歪んだ鏡の向こう側――「赤い空間」から這い出してきたヴァレリウス大公は、もはや人の形を留めていなかった。彼の軍服の隙間からは、肉体ではなく「文字」が溢れ出し、周囲の空気さえも黒いインクで汚していく。
「……見えるぞ、エルゼリカ。お前の『物語』の継ぎ目が。お前が無理やり書き換えた、この世界の綻びが……!」
大公が掲げた歪んだ剣が、現実の空間を紙のように切り裂いた。
切り裂かれた裂け目からは、私の知らない記憶――あるいは、これから起こるはずだった「別の未来」が、濁流のように溢れ出す。
「下がっていろ、エルゼリカ!」
イグナートが私の前に躍り出る。
彼の短剣が大公の剣と交差した瞬間、金属音ではなく、何かが「破裂」するような不快な亀裂音が響いた。
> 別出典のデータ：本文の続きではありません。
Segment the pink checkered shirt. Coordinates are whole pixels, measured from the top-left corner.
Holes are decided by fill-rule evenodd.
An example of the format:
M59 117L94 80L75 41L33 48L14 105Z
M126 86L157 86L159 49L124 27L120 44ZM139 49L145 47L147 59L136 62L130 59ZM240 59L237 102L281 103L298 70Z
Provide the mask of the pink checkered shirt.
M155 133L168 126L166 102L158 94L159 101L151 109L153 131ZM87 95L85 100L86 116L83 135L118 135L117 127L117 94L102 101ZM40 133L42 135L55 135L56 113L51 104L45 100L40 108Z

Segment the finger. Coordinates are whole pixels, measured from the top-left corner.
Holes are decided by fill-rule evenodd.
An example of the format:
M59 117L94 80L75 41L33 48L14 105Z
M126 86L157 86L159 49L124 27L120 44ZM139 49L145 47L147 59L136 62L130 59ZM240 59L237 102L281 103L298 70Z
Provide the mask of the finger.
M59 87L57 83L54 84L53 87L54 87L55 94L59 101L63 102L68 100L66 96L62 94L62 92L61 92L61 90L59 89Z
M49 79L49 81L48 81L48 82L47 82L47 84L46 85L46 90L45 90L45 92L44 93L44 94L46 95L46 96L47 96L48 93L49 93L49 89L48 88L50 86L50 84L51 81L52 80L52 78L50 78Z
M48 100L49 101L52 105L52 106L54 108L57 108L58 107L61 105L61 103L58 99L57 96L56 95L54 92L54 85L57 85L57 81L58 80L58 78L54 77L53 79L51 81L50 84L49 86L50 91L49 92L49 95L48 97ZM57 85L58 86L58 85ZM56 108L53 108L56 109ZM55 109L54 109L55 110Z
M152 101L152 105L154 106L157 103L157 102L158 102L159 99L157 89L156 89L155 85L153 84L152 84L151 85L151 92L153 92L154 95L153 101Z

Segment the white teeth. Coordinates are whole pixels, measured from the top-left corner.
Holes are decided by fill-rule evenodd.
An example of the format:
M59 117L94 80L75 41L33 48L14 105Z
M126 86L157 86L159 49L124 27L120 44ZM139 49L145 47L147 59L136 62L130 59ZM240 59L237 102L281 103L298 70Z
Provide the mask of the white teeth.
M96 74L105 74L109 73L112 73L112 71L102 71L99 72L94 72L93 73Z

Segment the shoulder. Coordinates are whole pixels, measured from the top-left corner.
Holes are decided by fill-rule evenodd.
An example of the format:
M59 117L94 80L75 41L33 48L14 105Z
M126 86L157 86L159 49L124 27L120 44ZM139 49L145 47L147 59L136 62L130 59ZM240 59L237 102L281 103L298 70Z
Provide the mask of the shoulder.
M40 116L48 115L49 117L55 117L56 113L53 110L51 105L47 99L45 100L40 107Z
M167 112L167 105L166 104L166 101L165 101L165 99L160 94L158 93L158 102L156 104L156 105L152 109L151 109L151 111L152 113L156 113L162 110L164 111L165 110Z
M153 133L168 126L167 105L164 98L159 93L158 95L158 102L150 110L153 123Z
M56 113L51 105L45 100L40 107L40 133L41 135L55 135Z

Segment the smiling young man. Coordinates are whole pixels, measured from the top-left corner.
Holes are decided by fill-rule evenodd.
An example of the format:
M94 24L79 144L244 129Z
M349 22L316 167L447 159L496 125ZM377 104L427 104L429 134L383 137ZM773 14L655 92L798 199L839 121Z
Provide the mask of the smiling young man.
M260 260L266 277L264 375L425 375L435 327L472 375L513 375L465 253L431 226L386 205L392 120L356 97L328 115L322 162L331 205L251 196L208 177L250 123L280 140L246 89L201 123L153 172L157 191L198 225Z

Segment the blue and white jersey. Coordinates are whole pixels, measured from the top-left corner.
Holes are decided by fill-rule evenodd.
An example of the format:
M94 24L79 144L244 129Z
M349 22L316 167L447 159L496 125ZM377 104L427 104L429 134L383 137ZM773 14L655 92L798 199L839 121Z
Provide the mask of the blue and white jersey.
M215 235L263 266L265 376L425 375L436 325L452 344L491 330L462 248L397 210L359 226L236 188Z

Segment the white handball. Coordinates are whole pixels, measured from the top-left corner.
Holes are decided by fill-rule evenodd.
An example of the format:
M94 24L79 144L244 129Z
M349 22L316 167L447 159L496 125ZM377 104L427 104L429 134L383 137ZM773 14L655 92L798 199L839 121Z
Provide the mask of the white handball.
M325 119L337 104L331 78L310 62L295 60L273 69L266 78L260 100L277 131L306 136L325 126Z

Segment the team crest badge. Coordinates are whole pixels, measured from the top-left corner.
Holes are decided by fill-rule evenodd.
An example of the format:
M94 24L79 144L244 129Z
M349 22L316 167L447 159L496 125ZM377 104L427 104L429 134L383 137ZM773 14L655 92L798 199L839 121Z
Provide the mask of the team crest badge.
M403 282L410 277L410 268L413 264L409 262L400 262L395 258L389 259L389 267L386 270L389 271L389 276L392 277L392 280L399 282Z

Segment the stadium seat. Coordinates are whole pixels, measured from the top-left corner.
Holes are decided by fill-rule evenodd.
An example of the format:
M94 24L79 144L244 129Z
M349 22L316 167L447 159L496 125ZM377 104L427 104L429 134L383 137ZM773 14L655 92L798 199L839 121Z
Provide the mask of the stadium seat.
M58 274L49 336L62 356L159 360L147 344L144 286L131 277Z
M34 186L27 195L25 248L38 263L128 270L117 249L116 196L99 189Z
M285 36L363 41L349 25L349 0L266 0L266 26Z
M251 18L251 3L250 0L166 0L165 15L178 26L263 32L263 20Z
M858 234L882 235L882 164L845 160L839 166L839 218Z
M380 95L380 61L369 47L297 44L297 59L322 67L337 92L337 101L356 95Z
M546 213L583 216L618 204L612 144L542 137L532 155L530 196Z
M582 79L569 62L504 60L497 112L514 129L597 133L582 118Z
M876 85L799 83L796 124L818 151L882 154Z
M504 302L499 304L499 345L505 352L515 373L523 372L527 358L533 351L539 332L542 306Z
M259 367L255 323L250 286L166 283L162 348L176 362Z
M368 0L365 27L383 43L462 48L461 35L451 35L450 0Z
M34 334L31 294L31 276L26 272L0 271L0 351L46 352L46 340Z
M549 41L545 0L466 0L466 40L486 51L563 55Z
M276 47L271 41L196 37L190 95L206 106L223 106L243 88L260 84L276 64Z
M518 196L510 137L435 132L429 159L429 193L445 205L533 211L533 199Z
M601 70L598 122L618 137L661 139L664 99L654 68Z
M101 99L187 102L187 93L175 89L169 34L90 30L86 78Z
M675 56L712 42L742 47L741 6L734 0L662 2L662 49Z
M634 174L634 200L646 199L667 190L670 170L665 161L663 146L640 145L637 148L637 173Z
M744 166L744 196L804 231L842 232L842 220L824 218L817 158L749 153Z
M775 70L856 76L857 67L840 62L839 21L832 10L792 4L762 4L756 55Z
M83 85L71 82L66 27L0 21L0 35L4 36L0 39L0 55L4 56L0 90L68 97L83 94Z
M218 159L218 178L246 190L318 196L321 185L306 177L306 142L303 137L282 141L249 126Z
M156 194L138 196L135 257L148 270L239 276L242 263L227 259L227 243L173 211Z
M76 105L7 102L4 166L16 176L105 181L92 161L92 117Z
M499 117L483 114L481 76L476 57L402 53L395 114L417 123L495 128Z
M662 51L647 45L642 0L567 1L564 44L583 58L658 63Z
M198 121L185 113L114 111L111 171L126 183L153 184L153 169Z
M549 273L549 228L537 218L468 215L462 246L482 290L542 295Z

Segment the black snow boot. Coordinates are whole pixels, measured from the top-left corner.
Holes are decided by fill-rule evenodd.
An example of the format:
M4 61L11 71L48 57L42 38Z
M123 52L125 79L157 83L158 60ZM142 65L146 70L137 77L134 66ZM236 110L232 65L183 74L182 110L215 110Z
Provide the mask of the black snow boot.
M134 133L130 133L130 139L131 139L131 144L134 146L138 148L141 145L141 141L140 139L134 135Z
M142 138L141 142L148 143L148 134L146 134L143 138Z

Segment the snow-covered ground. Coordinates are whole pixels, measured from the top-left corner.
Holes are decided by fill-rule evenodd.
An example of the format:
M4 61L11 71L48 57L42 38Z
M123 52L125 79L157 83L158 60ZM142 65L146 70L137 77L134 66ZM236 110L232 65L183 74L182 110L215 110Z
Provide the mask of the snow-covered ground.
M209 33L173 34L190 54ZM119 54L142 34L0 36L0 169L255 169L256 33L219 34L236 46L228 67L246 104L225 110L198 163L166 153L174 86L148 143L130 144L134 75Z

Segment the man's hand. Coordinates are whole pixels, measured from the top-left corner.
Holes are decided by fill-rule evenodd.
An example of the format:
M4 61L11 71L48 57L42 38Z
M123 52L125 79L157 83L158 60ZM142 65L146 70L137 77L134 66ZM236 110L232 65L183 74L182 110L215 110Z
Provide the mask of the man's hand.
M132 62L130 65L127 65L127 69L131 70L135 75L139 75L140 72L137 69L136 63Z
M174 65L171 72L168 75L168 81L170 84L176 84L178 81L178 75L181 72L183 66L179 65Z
イグナートの腕が、一瞬だけノイズのようにブレ、透けて見える。
「イグナート! その男に触れてはダメ! 存在を侵食されるわ!」
「……っ、構うな! 俺の命は、もうあの日記に半分喰われてるんだ。今更、一歩や二歩、地獄に踏み込んだところで変わりはしねえ!」
イグナートは獣のような咆哮を上げ、大公の懐へ飛び込んだ。
彼の動きは、先ほど彼から流れ込んできた記憶にある、地獄の戦場を生き抜いた暗殺者のそれだ。迷いも、恐怖もない。あるのは、私という「軸」を守り抜こうとする、狂信的なまでの執着。
私は震える手で日記を強く握りしめた。
日記のページは激しく捲れ、そこには絶望的な状況が刻々と更新されていく。
『三月二十五日。イグナート・レ・ヴァルセラム、ヴァレリウスの攻撃を受け、因果律から消滅する。エルゼリカ、唯一の守護者を失い、大公の手によって「最初の夜」へ強制回帰させられる』
「……そんなこと、させるもんですか」
私は日記のページに、ペンではなく、自分の爪を立てた。
イグナートが血を捧げたのなら、私は何を捧げるべきか。
感情? 記憶? それとも、私という存在の「一貫性」?
私は、自分の胸に深く突き刺さっている「ある確信」を、日記に叩きつけるように書き込んだ。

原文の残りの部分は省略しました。